Friday, February 21, 2020

University of Washington Cardiology RESEARCH STUDY ASSISTANT

As a UW employee, you have a unique opportunity to change lives on our campuses, in our state and around the world. UW employees offer their boundless energy, creative problem solving skills and dedication to build stronger minds and a healthier world.

UW faculty and staff also enjoy outstanding benefits, professional growth opportunities and unique resources in an environment noted for diversity, intellectual excitement, artistic pursuits and natural beauty. All of which has allowed the UW to be nationally recognized as a “Great College to Work For” for six consecutive years.

Division of Cardiology physicians address the prevention and treatment of heart and vascular disease through the investigation of new technologies, drugs, and devices that ultimately translate into best practices and improvement of patient care. The Clinical Trials Unit (CTU) at the University of Washington supports these investigators by providing a sound clinical research infrastructure and ensuring research participant safety, compliance with federal, state and institutional regulations, policies, and procedures.

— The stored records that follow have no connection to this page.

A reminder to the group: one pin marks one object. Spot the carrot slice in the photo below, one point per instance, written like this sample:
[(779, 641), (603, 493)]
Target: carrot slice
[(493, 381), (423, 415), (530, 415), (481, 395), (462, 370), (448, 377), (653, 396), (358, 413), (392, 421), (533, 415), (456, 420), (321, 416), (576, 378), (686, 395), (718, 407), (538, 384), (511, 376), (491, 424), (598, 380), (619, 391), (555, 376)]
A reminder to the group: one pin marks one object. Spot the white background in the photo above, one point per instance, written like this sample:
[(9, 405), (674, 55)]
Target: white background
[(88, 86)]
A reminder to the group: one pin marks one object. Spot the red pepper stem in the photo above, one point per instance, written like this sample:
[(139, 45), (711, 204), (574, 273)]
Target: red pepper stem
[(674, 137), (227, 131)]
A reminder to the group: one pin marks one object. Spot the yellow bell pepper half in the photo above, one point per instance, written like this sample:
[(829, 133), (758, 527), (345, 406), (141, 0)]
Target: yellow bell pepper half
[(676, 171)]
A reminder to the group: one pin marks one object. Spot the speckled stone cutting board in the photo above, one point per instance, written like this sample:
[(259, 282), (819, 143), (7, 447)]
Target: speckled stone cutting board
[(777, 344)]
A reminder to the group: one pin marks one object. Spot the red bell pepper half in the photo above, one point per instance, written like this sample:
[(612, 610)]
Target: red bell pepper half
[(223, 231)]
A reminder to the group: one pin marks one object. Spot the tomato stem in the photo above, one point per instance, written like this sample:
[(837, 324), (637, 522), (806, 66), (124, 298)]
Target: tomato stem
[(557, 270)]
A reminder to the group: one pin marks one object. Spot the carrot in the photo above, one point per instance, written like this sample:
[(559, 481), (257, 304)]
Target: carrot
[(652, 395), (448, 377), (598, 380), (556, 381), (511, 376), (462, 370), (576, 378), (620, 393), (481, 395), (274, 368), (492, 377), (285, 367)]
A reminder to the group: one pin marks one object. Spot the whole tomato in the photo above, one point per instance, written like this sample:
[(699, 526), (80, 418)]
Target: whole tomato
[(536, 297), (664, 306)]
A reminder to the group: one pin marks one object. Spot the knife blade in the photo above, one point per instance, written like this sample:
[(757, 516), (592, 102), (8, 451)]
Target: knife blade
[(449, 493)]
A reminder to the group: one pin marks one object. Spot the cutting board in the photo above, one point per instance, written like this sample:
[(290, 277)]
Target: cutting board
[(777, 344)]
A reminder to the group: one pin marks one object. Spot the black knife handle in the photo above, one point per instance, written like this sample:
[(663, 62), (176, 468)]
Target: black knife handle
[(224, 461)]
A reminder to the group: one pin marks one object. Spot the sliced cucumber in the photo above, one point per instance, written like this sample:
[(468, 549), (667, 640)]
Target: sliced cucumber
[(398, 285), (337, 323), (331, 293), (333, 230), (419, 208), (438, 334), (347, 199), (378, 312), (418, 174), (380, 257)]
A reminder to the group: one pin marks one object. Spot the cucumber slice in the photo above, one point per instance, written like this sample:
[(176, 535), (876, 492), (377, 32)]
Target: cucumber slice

The CTU provides investigator support on all aspects of heart and vascular disease for investigator initiated, government, and industry sponsored clinical research studies. The CTU supports and manages Human Subjects, regulatory, and financial oversight to ensure efficient execution of studies with the highest quality data.

The Division of Cardiology has an outstanding opportunity for a Research Study Assistant. This position supports the CTU Manager and Research Coordinators within the Division of Cardiology in the conduct of both NIH and industry sponsored clinical trials. The Research Study Assistant will work independently throughout the day and will communicate with the Research Coordinators as needed. This position may also support working with some of the Cardiology Faculty on special projects.

RESPONSIBILITIES:

  • Data entry, either on paper or electronic case report forms of information obtained for a study. May include contacting study subjects (by phone or mail) to obtain information. Review and correction of submitted trial documents and uploads to central server.

  • Maintain all the study specific regulatory documents/binders to include photocopying, filing, obtaining updated CV’s licenses and communication to the sponsor regarding these items. Set up study tools, handle complex scheduling of patients for assessments with Cardiology Clinic, Radiology, Cath Lab, Pre-Anesthesia, and send out reminder letters.

  • Communicate with different groups and people outside of the research staff, including outside physicians and their offices (both written and oral); study sponsors and CROs (contract research organization) as well as sites about specific study issues; other departments within UWMC and UW pertaining to a specific study. Contact directly to clinical sites and research coordinators for required regulatory clinical trial documents.

  • Independently complete simple IRB documents (both WIRB and HSD) for submission. Obtain input from Research Coordinators and primary investigators for more complex submissions.

  • Handle submission of study data, tests and labs to the sponsor or Core Lab. May need to de-identify and re-label data. May need to obtain dry ice for shipments. Submission of blood samples will require additional Environmental Health and Safety Training. Experience with data transfer systems required; to include Imtelemage and Bioclinica and MDDX.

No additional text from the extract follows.